The decision of the sat in Dr. Anjali Beke’s case (Dr. An- jali Beke vs. SEBI (appeal no. 148 of 2005)) was relied on to support the argument that even a non-insider who receives UPSI would be deemed to be an insider person who could violate the regulations if he deals, etc. in the securities. Reliance on this decision explicitly was perhaps necessary since at the time of the alleged acts of insider trading, the law was ambiguous. It was only a few months later that the regulations were amended explicitly and clearly state that a person who merely receives UPSI is an insider.
Reliance on Circumstantial Evidence for Establishing offence of Insider Trading
The next concern arises out of the peculiar nature of insider trading. Many of the ingredients required to prove insider trading are difficult to establish directly. The US Court in rajratnam’s case had held that circumstantial evidence can be relied on in insider trading cases. This decision was applied on by the sat in V. K. Kaul’s case. SAT had observed:-
“…The adjudicating officer has rightly relied on the observations of u. s. Court in rajaratnam case (supra) on the relevance of circumstantial evidence in para 38 of the impugned order which reads as under :-
38. Regarding the issue of relevance of circumstan- tial evidence, the hon’ble district Court southern district of new york in the matter of united states of america V raj rajaratnam 09 Cr. 1184 (rjh) decided on 11.08.2011 has observed as follows: “…moreover, several other Courts of appeals have sustained insider trading convictions based on circumstantial evidence in considering such factors as “(1) access to information; (2) relationship between the tipper and the tippee; (3) timing of contact between the tipper and the tippee; (4) timing of the trades; (5) pattern of the trades; and (6) attempts to conceal either the trades or the relationship between the tipper and the tippee.” United States vs. Larrabee, 240 f.3d 18, 21-22 (1st Cir. 2001)…”

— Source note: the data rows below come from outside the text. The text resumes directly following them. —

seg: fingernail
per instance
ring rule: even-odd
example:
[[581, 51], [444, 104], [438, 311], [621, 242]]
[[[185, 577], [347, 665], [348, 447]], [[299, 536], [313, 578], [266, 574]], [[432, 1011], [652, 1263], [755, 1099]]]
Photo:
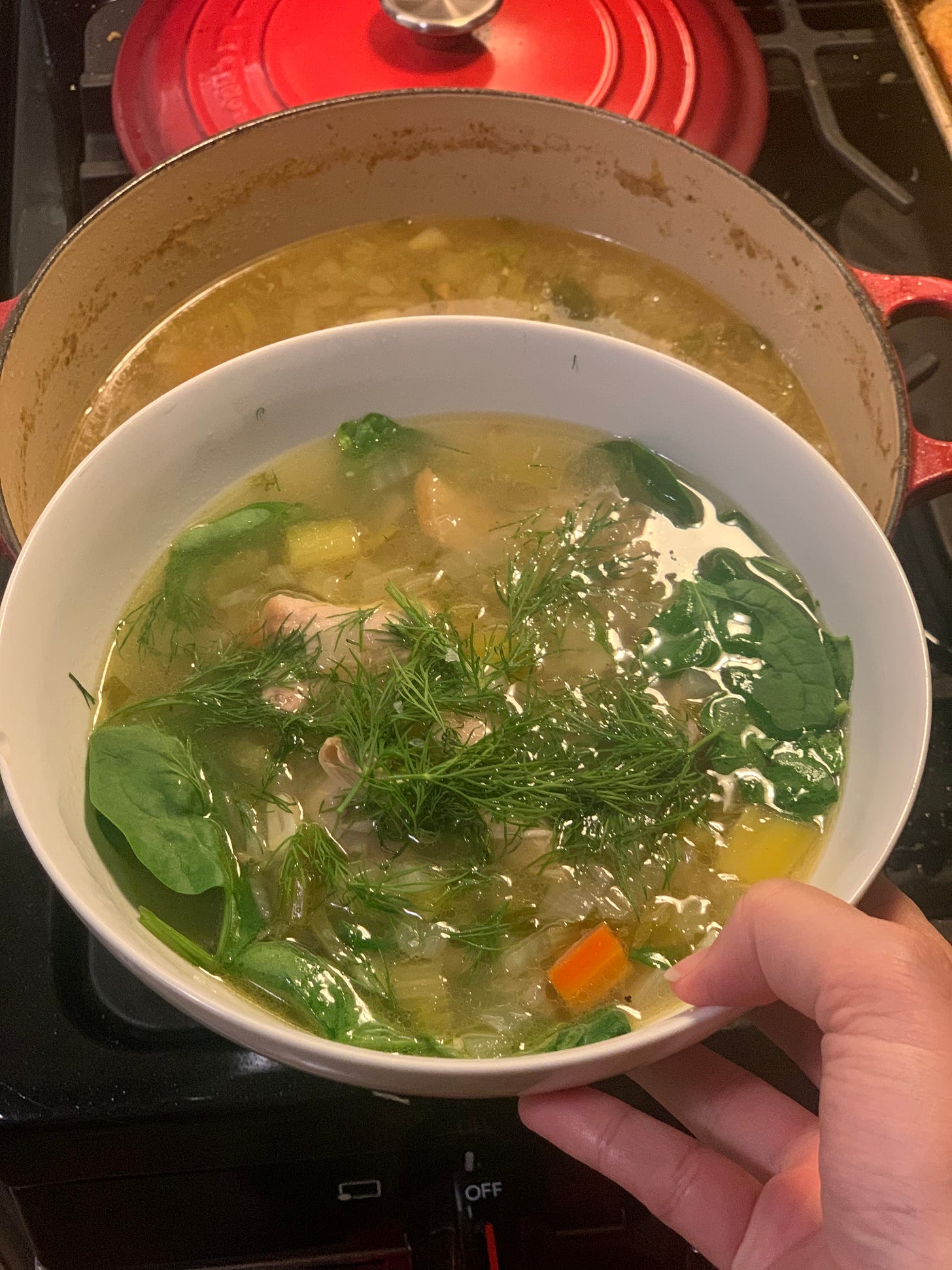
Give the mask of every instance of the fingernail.
[[691, 974], [696, 970], [702, 960], [710, 952], [710, 949], [698, 949], [697, 952], [691, 952], [688, 956], [683, 958], [677, 965], [673, 965], [670, 970], [664, 972], [664, 977], [669, 983], [677, 983], [683, 979], [685, 974]]

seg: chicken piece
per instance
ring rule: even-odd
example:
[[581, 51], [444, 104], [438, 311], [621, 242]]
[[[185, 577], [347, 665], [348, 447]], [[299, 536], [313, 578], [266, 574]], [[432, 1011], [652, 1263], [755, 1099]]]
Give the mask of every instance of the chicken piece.
[[347, 792], [360, 775], [340, 737], [327, 737], [317, 751], [317, 762], [327, 776], [327, 792], [331, 795]]
[[[320, 653], [320, 669], [339, 665], [350, 654], [364, 663], [380, 662], [395, 648], [388, 632], [391, 615], [382, 608], [374, 610], [363, 622], [357, 622], [353, 608], [282, 594], [272, 596], [261, 616], [265, 635], [303, 631], [308, 652]], [[281, 709], [288, 707], [282, 705]]]
[[449, 732], [454, 732], [465, 745], [475, 745], [493, 730], [482, 719], [473, 719], [470, 715], [444, 714], [443, 723]]
[[919, 10], [919, 25], [935, 61], [952, 84], [952, 0], [930, 0]]
[[284, 710], [286, 714], [297, 714], [307, 702], [306, 683], [273, 683], [261, 691], [261, 698], [275, 710]]
[[467, 555], [493, 552], [495, 542], [486, 540], [499, 525], [499, 514], [482, 499], [463, 493], [425, 467], [416, 478], [414, 502], [420, 528], [440, 546]]

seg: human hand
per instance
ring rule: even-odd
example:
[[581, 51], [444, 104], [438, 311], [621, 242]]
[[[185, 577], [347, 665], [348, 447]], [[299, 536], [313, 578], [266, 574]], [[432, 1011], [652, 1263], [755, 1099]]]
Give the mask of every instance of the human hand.
[[885, 880], [864, 908], [760, 883], [669, 972], [692, 1005], [760, 1007], [819, 1118], [696, 1045], [630, 1073], [693, 1138], [597, 1090], [523, 1097], [523, 1121], [717, 1270], [951, 1270], [952, 949]]

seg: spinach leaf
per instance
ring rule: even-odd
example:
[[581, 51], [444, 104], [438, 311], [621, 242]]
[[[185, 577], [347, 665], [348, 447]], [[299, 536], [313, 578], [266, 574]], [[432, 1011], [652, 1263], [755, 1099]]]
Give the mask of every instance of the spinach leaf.
[[232, 961], [235, 974], [283, 1001], [329, 1040], [348, 1040], [368, 1012], [347, 975], [289, 940], [250, 944]]
[[802, 733], [795, 742], [759, 734], [739, 697], [706, 702], [699, 725], [713, 733], [704, 761], [715, 772], [737, 772], [740, 792], [749, 803], [764, 803], [797, 820], [821, 815], [838, 796], [843, 770], [843, 737]]
[[249, 503], [204, 525], [193, 525], [175, 540], [165, 565], [164, 591], [171, 610], [179, 597], [218, 560], [277, 537], [288, 525], [306, 519], [303, 503]]
[[406, 428], [386, 414], [347, 419], [336, 431], [338, 447], [357, 476], [380, 493], [410, 476], [426, 462], [434, 441], [419, 428]]
[[[729, 686], [746, 697], [754, 723], [778, 737], [825, 729], [836, 707], [836, 682], [816, 621], [796, 601], [758, 578], [724, 585], [737, 612], [757, 621], [763, 668], [750, 681], [731, 673]], [[722, 640], [726, 653], [749, 655], [749, 644]]]
[[[734, 551], [708, 552], [697, 573], [650, 626], [647, 669], [669, 677], [710, 665], [722, 652], [725, 683], [744, 698], [758, 728], [781, 739], [826, 730], [839, 695], [816, 618]], [[730, 654], [743, 660], [731, 662]]]
[[817, 758], [831, 776], [838, 776], [845, 766], [842, 732], [825, 732], [823, 737], [807, 738], [807, 753]]
[[671, 960], [671, 958], [668, 956], [666, 952], [661, 952], [658, 949], [649, 947], [647, 944], [645, 944], [640, 949], [630, 949], [628, 960], [637, 961], [641, 965], [650, 966], [652, 970], [661, 970], [661, 972], [670, 970], [671, 966], [674, 965], [674, 961]]
[[823, 632], [823, 644], [833, 667], [833, 678], [842, 697], [849, 696], [853, 687], [853, 641], [848, 635]]
[[668, 679], [689, 667], [713, 665], [721, 655], [715, 610], [694, 582], [682, 582], [671, 603], [650, 627], [652, 643], [642, 657], [649, 674]]
[[170, 622], [174, 652], [179, 629], [194, 631], [209, 617], [208, 605], [201, 594], [206, 572], [232, 552], [267, 544], [286, 526], [310, 514], [303, 503], [249, 503], [215, 521], [193, 525], [173, 542], [161, 588], [126, 615], [123, 638], [138, 629], [140, 644], [151, 648], [156, 624]]
[[801, 605], [805, 605], [811, 613], [816, 612], [816, 601], [806, 589], [806, 583], [798, 573], [788, 569], [787, 565], [781, 564], [779, 560], [772, 560], [770, 556], [754, 556], [749, 564], [755, 573], [767, 574], [772, 582], [783, 587], [783, 589], [790, 592], [795, 599], [798, 599]]
[[335, 436], [340, 450], [355, 458], [366, 458], [380, 446], [409, 431], [387, 414], [366, 414], [360, 419], [345, 419]]
[[630, 1031], [631, 1022], [623, 1010], [617, 1006], [603, 1006], [574, 1024], [565, 1024], [539, 1045], [538, 1053], [576, 1049], [579, 1045], [592, 1045], [598, 1040], [611, 1040], [612, 1036], [625, 1036]]
[[772, 803], [800, 820], [821, 815], [836, 801], [838, 785], [826, 768], [800, 749], [776, 749], [764, 766]]
[[572, 321], [592, 321], [598, 312], [592, 292], [578, 278], [559, 278], [553, 282], [552, 300]]
[[646, 503], [682, 530], [701, 523], [703, 509], [697, 495], [678, 480], [654, 450], [630, 437], [603, 441], [597, 448], [608, 455], [618, 491], [625, 498]]
[[170, 890], [230, 885], [231, 852], [211, 818], [207, 780], [192, 751], [150, 724], [98, 728], [89, 742], [89, 800]]
[[758, 530], [758, 527], [754, 525], [750, 517], [745, 516], [744, 512], [741, 512], [739, 508], [736, 507], [725, 508], [724, 511], [717, 513], [717, 519], [721, 522], [721, 525], [731, 525], [734, 526], [734, 528], [743, 530], [744, 533], [746, 533], [746, 536], [750, 538], [750, 541], [755, 542], [762, 551], [767, 550], [762, 531]]
[[188, 574], [197, 563], [211, 564], [234, 551], [244, 551], [312, 513], [305, 503], [249, 503], [204, 525], [193, 525], [175, 540], [166, 574]]
[[258, 907], [248, 874], [240, 872], [237, 861], [232, 862], [231, 884], [225, 892], [225, 912], [222, 913], [221, 933], [218, 936], [218, 960], [228, 965], [248, 947], [268, 925]]
[[162, 944], [166, 944], [173, 952], [184, 956], [187, 961], [197, 965], [201, 970], [208, 970], [209, 974], [218, 973], [218, 961], [211, 952], [206, 952], [194, 940], [183, 935], [182, 931], [176, 931], [174, 926], [169, 926], [161, 917], [156, 917], [150, 908], [140, 908], [138, 919], [150, 933], [155, 935]]
[[440, 1045], [433, 1036], [411, 1036], [401, 1033], [390, 1024], [378, 1022], [376, 1019], [366, 1024], [359, 1024], [347, 1036], [352, 1045], [362, 1045], [364, 1049], [380, 1049], [387, 1054], [420, 1054], [433, 1058], [439, 1054], [452, 1057], [446, 1045]]

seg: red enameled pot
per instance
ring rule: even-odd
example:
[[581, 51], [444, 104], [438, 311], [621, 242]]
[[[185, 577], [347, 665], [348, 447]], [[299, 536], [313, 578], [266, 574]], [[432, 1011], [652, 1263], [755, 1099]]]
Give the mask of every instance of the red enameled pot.
[[517, 94], [382, 93], [269, 116], [152, 168], [0, 306], [9, 549], [62, 481], [91, 395], [165, 314], [289, 243], [405, 216], [562, 225], [674, 265], [773, 340], [883, 528], [908, 499], [952, 490], [952, 442], [913, 427], [886, 329], [911, 310], [952, 316], [952, 282], [852, 269], [749, 178], [619, 116]]

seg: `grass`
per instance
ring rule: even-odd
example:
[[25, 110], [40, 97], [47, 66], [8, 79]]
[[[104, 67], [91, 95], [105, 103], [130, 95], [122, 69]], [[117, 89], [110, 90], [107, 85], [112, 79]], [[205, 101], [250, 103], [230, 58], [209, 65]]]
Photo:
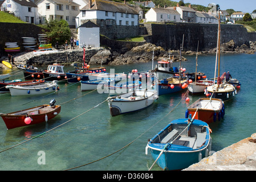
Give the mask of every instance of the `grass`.
[[0, 11], [0, 22], [27, 23], [17, 17], [4, 11]]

The above principles are not in conflict with the regulatory framework prescribed by the Board and can be looked into while deciding case of insider trading under the indian regulatory framework.”
SEBI relied on this decision to rely on various circumstantial evidence in the present case.
Disgorgement of Gains with Interest the gains made by the traders were thus worked out. to that, simple interest @ 12% was added for six years. the traders were also debarred from dealing in the securities markets for specified period of time.
Conclusion
This decision reiterates and emphasises several aspects that need consideration by professionals and executives having any connection to the company. The wide definitions and numerous deeming provisions may result in their own trades, or of persons related/connected to them, being held to be insider trading. Apart from suffering disgorgement of the gains with interest, the person may also suffer penalties, prosecution, debarment and of course, loss of reputation.